I now believe that shortly after Y2K. when suddenly all those thousands of off-shore technology workers and “consulting” firms suddenly had to, and I might add very successfully, change into real consulting and staffing firmsl there has been constant competitive pressure on my job, not from the bottom up, but from the top down and either side.
Second, certain former manager’s have found this to be a marvelous motivational tool. Yes, I one time had a manager say to me, in public, “I don’t like you and if I could I would get rid of you“, it became an innate neurotic need to ensure my talents were indispensable and irreplaceable. Now in his defense I do have to add I am not the most loveable person who ever walked God’s Green Earth, I accept that and I work very hard at being personally acceptable; I’ve resigned myself to possessing a limited LQ or Loveabilty Quotient.
I want to interject a little thank you to my wife who has an LQ of “adorable” , so when we got married my LQ increased from “cretin” to “average guy“.
So I’ve been much more fortunate than many of my peers, lost over the intervening years to the great off shore body snatch. First of all I didn’t get married and start a family until I was 53 freeing me to work 26×8 (consultants do double book,) and I fell into a niche with lots of demand, where I seemed to posses a modicrum of talent. With very little competition and comparatively good opportunities for self-study and work I’ve continued to do well. I have been able to leverage my work ethic, these opportunities and my skills to be that critical need person.
I was doubly fortunate to secure my current position. I’ve likened it to the Elephant’s Graveyard for the IT professional. Here to my chagrin most of my peers had anywhere from 15 to 35 years employment in many respects I was mid career not end career. OH JOY OH JOY!
But the one thing I don’t know about the Elephant’s Graveyard is this, once and awhile an elephant is cut from the herd and is forced out to die a cold and lonely death. If the King of the Elephant’s decides Dumbo’s peaked and he’s hogging the hay, well say la vie Dumbo. It doesn’t happen often and there are earmarks when it will, but it’s happened here and it will happen again. I am determined to be Jumbo not Dumbo.
So even though I really haven’t cut back on my work, my laborious dreams, I’ve been happy these last 18 months. But after some of the herd disappeared I sense the neurosis returning, becoming more impatient, more infected with my own personal neurosis: “ICANDOIT“!

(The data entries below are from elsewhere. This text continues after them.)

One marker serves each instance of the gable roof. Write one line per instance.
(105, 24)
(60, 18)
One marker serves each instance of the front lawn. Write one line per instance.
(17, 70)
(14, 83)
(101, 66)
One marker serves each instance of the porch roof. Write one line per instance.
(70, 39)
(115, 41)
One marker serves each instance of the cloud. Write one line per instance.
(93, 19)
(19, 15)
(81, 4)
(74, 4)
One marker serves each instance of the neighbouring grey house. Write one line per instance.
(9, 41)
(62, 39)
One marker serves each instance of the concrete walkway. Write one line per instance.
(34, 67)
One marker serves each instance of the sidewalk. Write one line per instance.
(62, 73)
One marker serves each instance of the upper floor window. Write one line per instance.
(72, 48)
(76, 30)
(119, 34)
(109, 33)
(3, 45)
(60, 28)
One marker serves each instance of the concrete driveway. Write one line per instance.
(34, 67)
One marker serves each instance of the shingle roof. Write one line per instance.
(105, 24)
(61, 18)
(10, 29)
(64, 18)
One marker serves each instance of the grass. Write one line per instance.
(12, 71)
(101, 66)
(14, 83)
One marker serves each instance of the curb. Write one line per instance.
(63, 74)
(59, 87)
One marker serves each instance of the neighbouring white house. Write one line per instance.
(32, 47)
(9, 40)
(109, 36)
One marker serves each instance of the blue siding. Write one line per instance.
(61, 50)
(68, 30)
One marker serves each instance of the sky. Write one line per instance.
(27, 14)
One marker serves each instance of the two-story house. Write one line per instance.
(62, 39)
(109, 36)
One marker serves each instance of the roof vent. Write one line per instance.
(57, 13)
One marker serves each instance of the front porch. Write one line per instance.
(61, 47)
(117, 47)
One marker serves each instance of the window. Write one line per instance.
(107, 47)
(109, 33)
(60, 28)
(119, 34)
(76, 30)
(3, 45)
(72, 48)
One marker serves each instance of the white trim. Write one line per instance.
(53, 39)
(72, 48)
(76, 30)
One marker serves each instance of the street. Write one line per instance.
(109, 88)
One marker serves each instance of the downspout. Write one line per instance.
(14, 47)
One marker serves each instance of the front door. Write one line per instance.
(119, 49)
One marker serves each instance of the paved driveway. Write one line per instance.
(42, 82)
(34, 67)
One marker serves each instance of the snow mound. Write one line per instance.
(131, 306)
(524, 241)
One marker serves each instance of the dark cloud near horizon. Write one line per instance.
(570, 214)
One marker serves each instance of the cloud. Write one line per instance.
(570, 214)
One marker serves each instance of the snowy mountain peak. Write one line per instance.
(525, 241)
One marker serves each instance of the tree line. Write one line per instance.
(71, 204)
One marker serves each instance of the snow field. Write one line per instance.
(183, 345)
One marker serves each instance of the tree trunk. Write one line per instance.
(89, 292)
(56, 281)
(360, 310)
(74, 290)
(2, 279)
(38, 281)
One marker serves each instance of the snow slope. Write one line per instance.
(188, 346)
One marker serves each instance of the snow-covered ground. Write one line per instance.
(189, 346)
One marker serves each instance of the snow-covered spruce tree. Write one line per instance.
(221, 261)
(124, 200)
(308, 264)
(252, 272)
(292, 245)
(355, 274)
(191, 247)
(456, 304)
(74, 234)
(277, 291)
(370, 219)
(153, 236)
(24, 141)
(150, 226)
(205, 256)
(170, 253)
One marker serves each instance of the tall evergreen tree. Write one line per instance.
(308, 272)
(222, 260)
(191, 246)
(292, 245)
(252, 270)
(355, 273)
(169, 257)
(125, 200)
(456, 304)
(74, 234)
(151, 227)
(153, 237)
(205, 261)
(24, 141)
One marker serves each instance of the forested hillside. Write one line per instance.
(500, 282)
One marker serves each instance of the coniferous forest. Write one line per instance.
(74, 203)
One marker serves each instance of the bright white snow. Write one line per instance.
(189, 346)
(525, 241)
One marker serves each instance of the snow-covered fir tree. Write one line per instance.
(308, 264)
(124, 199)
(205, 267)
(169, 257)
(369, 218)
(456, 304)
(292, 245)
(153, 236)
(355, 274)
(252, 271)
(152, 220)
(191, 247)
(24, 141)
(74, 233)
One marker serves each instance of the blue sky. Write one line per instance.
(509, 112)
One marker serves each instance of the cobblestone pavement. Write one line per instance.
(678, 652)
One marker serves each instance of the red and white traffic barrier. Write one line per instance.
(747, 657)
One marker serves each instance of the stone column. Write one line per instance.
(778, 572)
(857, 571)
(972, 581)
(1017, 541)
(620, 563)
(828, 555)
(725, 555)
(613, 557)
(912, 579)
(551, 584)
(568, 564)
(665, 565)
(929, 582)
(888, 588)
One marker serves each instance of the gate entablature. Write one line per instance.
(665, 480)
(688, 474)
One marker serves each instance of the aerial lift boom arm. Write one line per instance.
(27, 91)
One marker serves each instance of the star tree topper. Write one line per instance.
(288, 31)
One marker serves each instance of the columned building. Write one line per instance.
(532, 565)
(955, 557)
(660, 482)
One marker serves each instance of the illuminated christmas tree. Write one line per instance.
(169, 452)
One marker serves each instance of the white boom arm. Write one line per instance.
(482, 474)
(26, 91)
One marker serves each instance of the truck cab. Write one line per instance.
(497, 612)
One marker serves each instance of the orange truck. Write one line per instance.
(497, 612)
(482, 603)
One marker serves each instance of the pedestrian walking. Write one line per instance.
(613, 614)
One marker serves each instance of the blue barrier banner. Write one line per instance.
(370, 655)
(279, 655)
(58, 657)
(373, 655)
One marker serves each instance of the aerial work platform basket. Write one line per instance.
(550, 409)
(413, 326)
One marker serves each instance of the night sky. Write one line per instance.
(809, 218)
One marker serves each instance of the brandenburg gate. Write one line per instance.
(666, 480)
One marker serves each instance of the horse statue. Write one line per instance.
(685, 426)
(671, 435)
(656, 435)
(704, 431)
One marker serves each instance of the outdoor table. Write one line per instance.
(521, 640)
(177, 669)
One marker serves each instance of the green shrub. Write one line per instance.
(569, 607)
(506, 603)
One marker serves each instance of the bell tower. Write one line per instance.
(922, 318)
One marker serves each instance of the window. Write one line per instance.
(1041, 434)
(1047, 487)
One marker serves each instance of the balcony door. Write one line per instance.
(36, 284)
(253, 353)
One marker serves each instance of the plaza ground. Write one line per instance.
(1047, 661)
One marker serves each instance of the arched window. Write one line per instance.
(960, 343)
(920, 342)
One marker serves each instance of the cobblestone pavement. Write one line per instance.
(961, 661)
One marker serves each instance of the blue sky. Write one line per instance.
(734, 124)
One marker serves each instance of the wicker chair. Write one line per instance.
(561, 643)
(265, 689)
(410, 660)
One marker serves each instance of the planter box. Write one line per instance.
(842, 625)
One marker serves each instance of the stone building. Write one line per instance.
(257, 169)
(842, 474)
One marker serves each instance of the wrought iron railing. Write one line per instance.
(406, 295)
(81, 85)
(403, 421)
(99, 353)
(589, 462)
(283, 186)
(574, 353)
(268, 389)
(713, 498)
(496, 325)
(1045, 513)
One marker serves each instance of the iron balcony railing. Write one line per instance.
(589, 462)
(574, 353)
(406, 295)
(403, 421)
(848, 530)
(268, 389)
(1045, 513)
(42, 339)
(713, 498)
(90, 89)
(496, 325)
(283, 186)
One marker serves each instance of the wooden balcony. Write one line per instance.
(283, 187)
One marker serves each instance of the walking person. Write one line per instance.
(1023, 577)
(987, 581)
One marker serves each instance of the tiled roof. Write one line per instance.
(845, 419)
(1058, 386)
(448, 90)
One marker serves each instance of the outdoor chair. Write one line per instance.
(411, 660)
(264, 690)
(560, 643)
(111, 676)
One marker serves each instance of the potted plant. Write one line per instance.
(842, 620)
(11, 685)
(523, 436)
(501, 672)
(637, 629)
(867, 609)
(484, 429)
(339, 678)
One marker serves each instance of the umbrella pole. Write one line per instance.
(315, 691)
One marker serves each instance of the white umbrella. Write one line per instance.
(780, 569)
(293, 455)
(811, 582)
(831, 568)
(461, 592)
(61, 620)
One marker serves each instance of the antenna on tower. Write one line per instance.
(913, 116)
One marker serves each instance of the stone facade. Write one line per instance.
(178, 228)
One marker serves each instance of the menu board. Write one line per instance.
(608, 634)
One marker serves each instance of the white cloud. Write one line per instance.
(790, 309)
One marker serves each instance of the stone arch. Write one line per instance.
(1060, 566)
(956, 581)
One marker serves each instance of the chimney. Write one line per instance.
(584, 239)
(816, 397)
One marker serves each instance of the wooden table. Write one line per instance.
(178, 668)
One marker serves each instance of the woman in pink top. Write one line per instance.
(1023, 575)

I have to confess I am scared, scared how this neurosis will affect my LQ and even a realization and expectation of what happens if I don’t disappear from the herd too soon, I can deal with that I still have mad skills. But what if I make it to retirement. How the hell can I turn this thing off and how much worse can it get?
By the way if this story bores you, look up the history of elephant’s like Hanno, Pope Leo the X’s pet white elephant and Muderous Mary. I would rather be Dumbo!